The approach to tracking is a combination of mean-shift tracking and feature selection. Mean shift tracking is used for locating the optimal position of the the tracked object in each frame, given a likelihood image whose peak is the most likely position of the tracked object in the image. The likelihood image is generated by computing, at every pixel, the probability that the pixel belongs to the object based on the distribution of feature values learned from the previous frames. The features may be combination of color channels, or other combinations of pixel values. A key issue in this approach is the selection of the "right" features to use for tracking. An approach for feature selection is being developed. In this approach, a collection of candidate features is evaluated for each tracked object and the feature with the highest score is selected for tracking in the next frame. The measure used for evaluating the features is a statistical measure of how well this feature separates the object from the background locally. Current research involves refining the feature selction algorithm, including a measure of object shape in the tracker, and developing robust methods for dealing with occlusions and sudden changes in appearance.

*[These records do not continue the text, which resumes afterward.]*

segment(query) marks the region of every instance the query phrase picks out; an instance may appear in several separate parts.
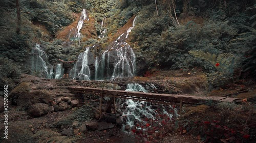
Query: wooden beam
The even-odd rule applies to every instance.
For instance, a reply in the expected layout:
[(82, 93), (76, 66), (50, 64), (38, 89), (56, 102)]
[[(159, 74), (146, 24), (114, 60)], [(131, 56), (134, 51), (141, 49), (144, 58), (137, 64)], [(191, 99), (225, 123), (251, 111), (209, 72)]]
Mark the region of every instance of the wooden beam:
[(101, 116), (102, 115), (102, 111), (101, 110), (102, 109), (102, 99), (103, 99), (103, 89), (102, 88), (102, 90), (101, 91), (101, 93), (100, 94), (100, 110), (99, 110), (99, 115)]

The approach to identification involves the extraction of local regions from the image of the tracked object in each frame of the "training" sequence. The regions are extracted by using detectors that are robust to changes in viewpoint. Each region is represented by a collection of features computed from the distribution of color, intensity, and gradient within the region. A model is constructed from this set of region to enable fast indexing in the feature set. Given a "test" tracking sequence, the features from the new frames computed at candidate locations for the object are matched against the model built from the training sequence. An overall score is computed in order to select the best matching object. Challenges include large variations in pose between training and test sequences, low variations within the training sequence, low density of pixels on the object, and variations in scale and lighting between training and test sequences. Current research involves adapting general research in object recognition to the problem of recognition in videos.

Additionally, we are developing techniques for detecting moving object in wide frame imagery. The challenge here is the detection of objects with very low pixel coverage while maintaining a low false positive rate of detection and the filtering of motion artifacts, such as parallax effects.